The present invention relates to a telecommunications system and particularly but not exclusively to a digital time-division duplex radio communications system with a plurality of portable units or handsets and two or more base units forming a cordless telephone system.
Conventionally with a telecommunications system such as a CT2 wireless system which has many handsets and many base units each covering a respective cell in which one or more of the handsets may be found, the location of each of the handsets is monitored by repeated polling of the handsets at regular intervals. In this way incoming calls may be directed quickly to the correct base unit for communicating with the handset for which the call is intended. In this way the inefficiencies of multiple cell broadcast or of a handset search may be avoided. However, when the handset has been turned off or has moved out of range of the base units, typically the system searches for the handset for a given length of time and then either ceases to perform any searching for the handset or performs relatively infrequent searches. In situations such as this an incoming call would either be notified that the handset is unavailable or the call would be redirected for example to a voice mail facility.
Where continued but infrequent searches are performed by the system for the missing handset, when the handset re-enters the range of the system in due course the handset is polled in the usual manner and the usual procedure is followed enabling the handset to re-register its location.
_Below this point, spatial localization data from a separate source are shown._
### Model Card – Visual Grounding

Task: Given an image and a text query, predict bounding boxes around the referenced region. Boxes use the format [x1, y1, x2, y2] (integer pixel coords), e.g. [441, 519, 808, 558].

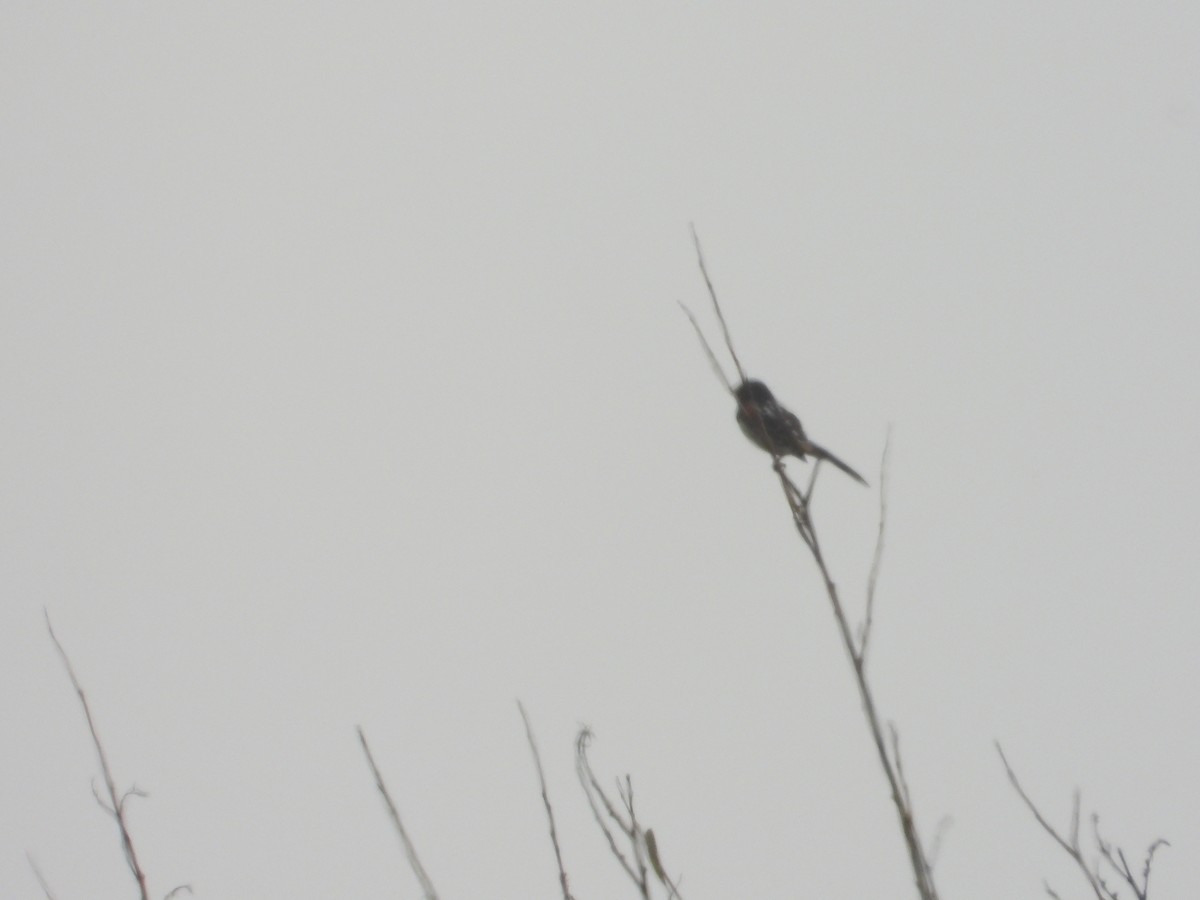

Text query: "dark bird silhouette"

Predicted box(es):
[734, 379, 867, 486]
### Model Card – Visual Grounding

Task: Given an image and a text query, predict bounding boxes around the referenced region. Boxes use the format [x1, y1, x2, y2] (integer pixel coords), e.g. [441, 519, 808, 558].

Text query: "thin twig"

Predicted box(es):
[926, 816, 953, 871]
[1070, 791, 1082, 850]
[26, 853, 57, 900]
[618, 776, 650, 896]
[577, 731, 686, 900]
[888, 723, 913, 811]
[45, 611, 150, 900]
[779, 465, 818, 551]
[802, 457, 822, 506]
[1141, 839, 1170, 898]
[995, 744, 1106, 900]
[779, 462, 937, 900]
[1093, 817, 1169, 900]
[357, 727, 439, 900]
[518, 702, 574, 900]
[678, 301, 734, 394]
[575, 729, 641, 890]
[690, 225, 746, 385]
[859, 428, 892, 662]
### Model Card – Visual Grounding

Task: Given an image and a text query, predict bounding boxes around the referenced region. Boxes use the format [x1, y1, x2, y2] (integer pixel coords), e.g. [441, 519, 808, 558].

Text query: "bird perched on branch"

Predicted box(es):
[734, 379, 867, 486]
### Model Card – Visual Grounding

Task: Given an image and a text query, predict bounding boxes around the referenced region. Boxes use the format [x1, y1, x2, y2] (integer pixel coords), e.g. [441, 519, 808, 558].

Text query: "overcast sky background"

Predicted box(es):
[2, 3, 1198, 898]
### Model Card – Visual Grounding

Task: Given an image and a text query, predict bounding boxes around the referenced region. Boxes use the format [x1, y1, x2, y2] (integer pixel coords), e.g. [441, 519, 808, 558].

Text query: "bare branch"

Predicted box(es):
[120, 784, 149, 811]
[46, 611, 150, 900]
[859, 428, 892, 662]
[618, 776, 650, 896]
[773, 445, 937, 900]
[1115, 855, 1136, 895]
[690, 224, 746, 385]
[779, 464, 818, 552]
[1004, 765, 1171, 900]
[888, 723, 913, 811]
[802, 457, 823, 506]
[91, 778, 115, 815]
[26, 853, 57, 900]
[357, 727, 439, 900]
[1141, 839, 1170, 897]
[575, 729, 642, 891]
[518, 702, 575, 900]
[678, 301, 734, 394]
[995, 744, 1106, 900]
[1092, 816, 1169, 900]
[1070, 790, 1082, 850]
[926, 816, 953, 871]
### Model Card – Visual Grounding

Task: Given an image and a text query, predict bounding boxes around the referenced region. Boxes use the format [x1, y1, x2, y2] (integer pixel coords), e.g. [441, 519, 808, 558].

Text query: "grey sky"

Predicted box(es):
[2, 3, 1198, 898]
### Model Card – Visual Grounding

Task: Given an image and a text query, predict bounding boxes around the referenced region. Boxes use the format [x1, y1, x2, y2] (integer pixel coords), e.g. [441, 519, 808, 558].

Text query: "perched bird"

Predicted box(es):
[734, 379, 867, 485]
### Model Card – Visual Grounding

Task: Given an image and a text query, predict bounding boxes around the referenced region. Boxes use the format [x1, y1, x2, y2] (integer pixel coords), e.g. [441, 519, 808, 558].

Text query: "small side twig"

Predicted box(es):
[1093, 816, 1169, 900]
[859, 429, 892, 662]
[26, 853, 58, 900]
[996, 743, 1168, 900]
[678, 301, 734, 394]
[576, 728, 686, 900]
[575, 729, 642, 893]
[888, 723, 913, 811]
[926, 816, 954, 871]
[617, 776, 650, 894]
[690, 224, 746, 386]
[518, 702, 574, 900]
[46, 611, 151, 900]
[996, 744, 1102, 900]
[357, 727, 439, 900]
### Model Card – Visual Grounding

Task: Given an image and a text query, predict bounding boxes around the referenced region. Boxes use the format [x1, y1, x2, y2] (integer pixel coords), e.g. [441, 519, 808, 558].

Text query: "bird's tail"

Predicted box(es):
[801, 441, 869, 486]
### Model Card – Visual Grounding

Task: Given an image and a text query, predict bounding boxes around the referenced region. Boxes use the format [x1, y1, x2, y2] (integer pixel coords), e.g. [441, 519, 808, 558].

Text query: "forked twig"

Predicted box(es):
[997, 744, 1101, 900]
[576, 729, 642, 892]
[518, 702, 575, 900]
[1093, 814, 1169, 900]
[765, 391, 934, 899]
[996, 744, 1167, 900]
[357, 727, 439, 900]
[576, 728, 686, 899]
[45, 612, 151, 900]
[683, 227, 813, 500]
[685, 248, 937, 900]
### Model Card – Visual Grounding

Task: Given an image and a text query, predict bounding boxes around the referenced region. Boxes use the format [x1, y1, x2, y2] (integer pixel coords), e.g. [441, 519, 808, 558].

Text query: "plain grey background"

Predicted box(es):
[2, 3, 1197, 898]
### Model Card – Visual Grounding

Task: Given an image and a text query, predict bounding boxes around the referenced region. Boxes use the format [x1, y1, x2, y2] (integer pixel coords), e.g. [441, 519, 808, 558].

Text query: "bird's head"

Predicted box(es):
[734, 379, 775, 406]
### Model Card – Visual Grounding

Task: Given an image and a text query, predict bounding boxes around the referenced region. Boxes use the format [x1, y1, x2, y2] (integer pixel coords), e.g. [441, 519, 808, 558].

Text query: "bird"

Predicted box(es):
[734, 379, 867, 486]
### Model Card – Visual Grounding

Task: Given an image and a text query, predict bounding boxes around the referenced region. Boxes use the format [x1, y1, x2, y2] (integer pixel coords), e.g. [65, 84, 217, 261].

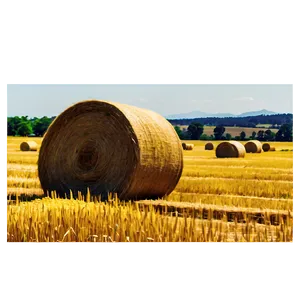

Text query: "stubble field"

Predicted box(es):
[7, 137, 293, 242]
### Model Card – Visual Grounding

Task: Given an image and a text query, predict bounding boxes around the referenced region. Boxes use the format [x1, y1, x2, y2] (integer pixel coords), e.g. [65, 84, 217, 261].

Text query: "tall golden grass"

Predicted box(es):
[7, 195, 293, 242]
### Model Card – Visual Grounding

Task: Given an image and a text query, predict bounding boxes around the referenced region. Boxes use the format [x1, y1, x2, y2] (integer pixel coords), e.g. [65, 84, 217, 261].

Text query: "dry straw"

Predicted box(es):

The disadvantage of this is that the handset could be within range of the system for some considerable time before it is polled and so calls may unwittingly be re-directed unnecessarily. In systems where all searching for the handset ceases after a predetermined period of time, it is necessary for the handset to be re-registered with the system before it can receive calls again. Such re-registration is usually performed either manually by the user of the handset or automatically by the handset in response to a special beacon transmission. Each procedure has disadvantages. In the case of manual re-registration the user may be unaware that the handset had been moved out of range and that re-registration is therefore necessary; where the handset performs re-registration automatically the system must reserve some of its traffic capacity for beacon purposes which is a considerable overhead where conventional tracking of the handsets is also performed.